Robert_Charlton - 10:05 am on Oct 3, 2013 (gmt 0)
It just hit me... after posting a couple of threads about John Mueller's recent Google Hangout, and also reading through various Hummingbird discussions, why, going forward, referrer data would probably not be helpful for serious SEO.
John Mueller's Hangout video is on YouTube here...
Webmaster Central 2013-09-27
I posted about it with regard to...
Google's View of Product Descriptions
Particuarly in the latter, I got the sense, from John's comments following the mention of Hummingbird at about 23:50 into the video, that Hummingbird looks at the different aspects of content included not just on a product page, but on a site, and it tries to return sites that satisfy the intent of a wide range of relevant and helpful queries.
If so, an SEO's concern is not so much about what keywords are included on a page, so much as what pages are included on a site... and, beyond that, how helpful the pages and the site are to a broad range of users.
For a while now I've been pushing clients to build sites that anticipate a range of user intent and provide content useful to various kinds of users in different places in the buying cycle and in their engagement with the product... and perhaps even with the product niche.
What Hummingbird is about, I'm coming to understand... or at least I'm guessing from John's comments... is simply that it's better at evaluating the range of useful content that a site might return, and it increasingly will be sending users to such sites.
So it's no longer just a single page and its title satisfying a query... It becomes a whole site satisfying a range of users.

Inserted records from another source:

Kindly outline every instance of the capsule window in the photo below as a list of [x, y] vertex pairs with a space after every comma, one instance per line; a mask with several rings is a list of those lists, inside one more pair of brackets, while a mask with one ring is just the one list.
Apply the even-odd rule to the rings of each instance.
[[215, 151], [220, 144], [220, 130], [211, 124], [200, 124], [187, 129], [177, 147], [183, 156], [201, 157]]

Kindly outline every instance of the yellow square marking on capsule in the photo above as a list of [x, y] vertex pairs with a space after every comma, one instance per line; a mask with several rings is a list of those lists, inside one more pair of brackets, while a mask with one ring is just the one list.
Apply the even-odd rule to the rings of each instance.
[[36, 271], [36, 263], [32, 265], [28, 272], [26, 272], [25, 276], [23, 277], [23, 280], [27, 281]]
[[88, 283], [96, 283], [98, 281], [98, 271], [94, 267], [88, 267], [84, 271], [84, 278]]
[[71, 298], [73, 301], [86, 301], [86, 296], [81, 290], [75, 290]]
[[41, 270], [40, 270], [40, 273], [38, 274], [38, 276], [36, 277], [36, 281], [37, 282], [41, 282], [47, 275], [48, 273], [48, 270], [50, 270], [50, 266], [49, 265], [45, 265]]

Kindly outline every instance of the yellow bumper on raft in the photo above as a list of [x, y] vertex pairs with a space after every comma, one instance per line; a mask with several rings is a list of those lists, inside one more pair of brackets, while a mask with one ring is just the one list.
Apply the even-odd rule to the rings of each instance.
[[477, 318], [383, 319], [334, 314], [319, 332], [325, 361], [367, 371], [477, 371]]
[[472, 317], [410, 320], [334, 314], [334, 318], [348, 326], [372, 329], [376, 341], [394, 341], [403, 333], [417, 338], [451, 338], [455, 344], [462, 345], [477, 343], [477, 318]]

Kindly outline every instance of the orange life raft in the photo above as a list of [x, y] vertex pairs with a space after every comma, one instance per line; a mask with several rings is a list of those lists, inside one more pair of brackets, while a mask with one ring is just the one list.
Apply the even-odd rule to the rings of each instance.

With that kind of scope, the individual referrers are both less easy to specify and less determined by the landing page itself. Actually, not so different from what some of us have been preaching.
So, it's up to the SEO to guide in the development of what is a genuinely useful site... not just one that matches keywords. Over the long term, this is going to depart from 2 and 3 word phrases... and the long tail phrases that comprise the "query" will also become increasingly harder to define, as they will perhaps to cease to be just words. Intent will very much be part of the picture (as, eg, mobile search/local purchase vs online purchase). I can't imagine chasing keywords under such a situation.
I also can't imagine that it's going to be very hard to look at a page and describe what keywords the core page should rank for. The issues are going to be with the broader rankings and the site overall.
This is my guess, at any rate. I feel that overall, this will be an improvement in the web, which will become less a collection of content farms and more a collection of pages created with the user genuinely in mind.